7 Compliments You Didn't Realize Were Ageist
When we give compliments, we usually intend to lift their recipients up. But unfortunately, compliments can instead serve to put others down if they're not given thoughtfully. Because it's customary to compliment people based on arbitrary societal ideals, there are many common compliments you probably didn't realize were ageist, sexist, racist, and problematic in a slew of other ways. Ageist compliments are particularly common in our culture because older people — especially women — are taught to feel bad about themselves, and people are supposed to compliment them to make them feel less bad about their age. This whole premise is incredibly ageist, though. Assuming that someone feels bad about themselves is a bad start when you're trying to compliment them.
Though it may not be noticeable to younger people, ageism is an extremely strong force in our culture. Resumes indicating an older age are less likely to lead to interviews, according to a National Bureau of Economic Research study. According to another study in Psychological Science, people associate older people with negative words like "unpleasant" and "awful." This is because we've been taught that being younger is better than being older.

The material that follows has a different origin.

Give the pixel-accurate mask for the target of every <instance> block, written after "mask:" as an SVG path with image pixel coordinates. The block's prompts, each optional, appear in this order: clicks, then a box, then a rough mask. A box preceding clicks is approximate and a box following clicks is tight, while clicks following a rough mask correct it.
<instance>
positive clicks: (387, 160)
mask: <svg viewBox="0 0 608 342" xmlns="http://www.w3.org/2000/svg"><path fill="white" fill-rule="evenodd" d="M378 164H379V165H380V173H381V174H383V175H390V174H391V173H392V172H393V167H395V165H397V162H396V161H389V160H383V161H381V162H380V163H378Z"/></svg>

These problems are certainly worth combatting, but if you want to combat ageism, giving these common compliments is the wrong way to go.
1. "You're ___ For Your Age"
People deserve to feel good about themselves because of who they are, not despite it. When we tell people they have positive traits even though they're at the age they're at, what we're saying is that their age is a bad thing.
2. "You've Aged Gracefully"
When we say someone has aged gracefully, what we really mean is that they've aged less. If someone really looks like they've aged, we don't say they've aged gracefully. So, this compliment is really just a way of telling older people they look good because they don't look like who they are.
3. "You Have So Much Energy"
This implies that you wouldn't expect an older person to have a lot of energy, which may compliment the individual you're addressing, but still insults the group they belong to by treating them as the exception.
4. "You Must Have A Lot To Teach Us"
We all have things to teach one another, but just because someone belongs to a particular group (people with disabilities deal with this also) doesn't mean it's their responsibility to teach you.
5. "You've Really Kept Up With The Times"
Because older people are living under a rock and aren't normally in touch with politics or pop culture or technology? That's what this comment implies.
6. "You're So Cute!"
It's common to affectionately describe older people as "cute." But this term is infantilizing and condescending. You don't typically hear the word "cute" used to describe people the speaker has great respect for.
7. "Are You Her Sister?"
Asking someone if she's her child's sister is paying her a compliment by saying she looks younger than she is — but why is it a good thing to look young? This is only considered a compliment because we prize youth over age, and that attitude should be challenged, not made the basis for flattery.